The bulk of the progress being made by the alternative finance sector across Europe is being driven by demand among small and medium-sized enterprises (SMEs) and start-ups, the latest figures indicate. The growth in demand within these sectors of economies across the continent is assumed to be largely the result of a widespread reluctance among major banking institutions to lend money to companies looking to fund early-stage development.
Over the past three years there has been an average growth rate of 133 per cent in the amount of money being borrowed online from alternative sources by start-ups and SMEs around Europe. The market as a whole has been growing steadily over that same period at a rate of close to 75 per cent.

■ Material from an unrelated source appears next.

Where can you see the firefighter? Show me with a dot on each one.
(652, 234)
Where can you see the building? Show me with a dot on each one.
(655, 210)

As it stands, the UK has comfortably the largest market for alternative finance in Europe, with British businesses gaining access to around €2.34 billion through alternative avenues over the course of 2014. France is ranked second and Germany third in this context with the two countries having alternative finance markets worth €154 million and €140 million respectively.
Following the UK, France and Germany in terms of the scale of their alternative finance markets in 2014 were Sweden, the Netherlands and Spain.